11/04/2022
By Shree Thatte

The Richard A. Miner School of Computer & Information Sciences invites you to attend a master’s thesis defense by Shree Thatte on “Transformer-based Program Synthesis Through Abstract Syntax Trees.”

Candidate Name: Shree Thatte
Degree: Master’s
Date: Wednesday, Nov. 16, 2022
Time: 1 to 2 p.m.
Location: Via Zoom

Thesis/Dissertation Title: Transformer-based Program Synthesis Through Abstract Syntax Trees

Committee Members:

  • Tingjian Ge (advisor), Computer Science Department, University of Massachusetts Lowell
  • Anna Rumshishy, Computer Science Department, University of Massachusetts Lowell
  • Cindy Chen, Computer Science Department, University of Massachusetts Lowell
  • Ruizhe Ma, Computer Science Department, University of Massachusetts Lowell

Brief Abstract:

Program Synthesis is the task of teaching a model to generate code/program that will satisfy user requirements given in the form of a text description or test cases. There have been many advances in program synthesis due to the Transformer based deep learning models. Through experiments, we study the effectiveness of pre-trained transformer models in generating programming language code for a given English language problem, and how Abstract Syntax Trees (AST) affect model performance. We initially use T5, and then T5-code pretrained models.

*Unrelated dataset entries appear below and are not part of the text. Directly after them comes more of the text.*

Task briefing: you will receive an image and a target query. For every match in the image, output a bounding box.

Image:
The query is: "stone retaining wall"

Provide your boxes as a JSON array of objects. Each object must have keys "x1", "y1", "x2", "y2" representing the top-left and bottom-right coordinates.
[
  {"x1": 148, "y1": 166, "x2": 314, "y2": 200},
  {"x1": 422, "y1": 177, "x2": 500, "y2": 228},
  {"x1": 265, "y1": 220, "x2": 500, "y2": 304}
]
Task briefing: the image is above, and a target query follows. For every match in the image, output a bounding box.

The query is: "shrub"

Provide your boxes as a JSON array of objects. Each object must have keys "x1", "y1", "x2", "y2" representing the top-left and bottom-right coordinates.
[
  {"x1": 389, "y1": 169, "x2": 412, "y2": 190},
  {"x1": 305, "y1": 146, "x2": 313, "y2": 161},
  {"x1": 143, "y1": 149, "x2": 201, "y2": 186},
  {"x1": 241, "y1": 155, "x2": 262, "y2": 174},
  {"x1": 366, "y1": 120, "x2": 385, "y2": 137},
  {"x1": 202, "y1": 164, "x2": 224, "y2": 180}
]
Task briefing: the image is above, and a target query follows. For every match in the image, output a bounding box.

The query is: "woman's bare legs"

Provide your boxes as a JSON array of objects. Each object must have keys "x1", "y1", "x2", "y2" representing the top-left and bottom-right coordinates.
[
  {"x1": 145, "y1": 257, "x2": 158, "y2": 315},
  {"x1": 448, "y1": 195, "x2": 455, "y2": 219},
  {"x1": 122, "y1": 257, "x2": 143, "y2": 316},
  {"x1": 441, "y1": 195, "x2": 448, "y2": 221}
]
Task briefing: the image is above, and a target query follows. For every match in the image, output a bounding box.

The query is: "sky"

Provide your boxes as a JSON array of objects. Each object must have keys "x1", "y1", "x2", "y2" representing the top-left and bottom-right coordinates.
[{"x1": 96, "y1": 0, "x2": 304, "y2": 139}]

We find that T5-code and the corresponding tokenizer provide much better results than T5. We have conducted experiments to generate Java and python code from English language prompts. We then conduct experiments to generate python Abstract Syntax Trees (AST) from English language prompts. We find that the T5-code fine-tuned on English-Java text was able to synthesize Java functions for simple prompts. We also find that fine tuning on the English-python AST provides a much better Bleu score (63) than English-Python(30). We further convert the model generated python code to AST and check if the Bleu score is better, but it does not beat the bleu score of model generated AST. Nonetheless, we have also found some limitation of generating the AST directly.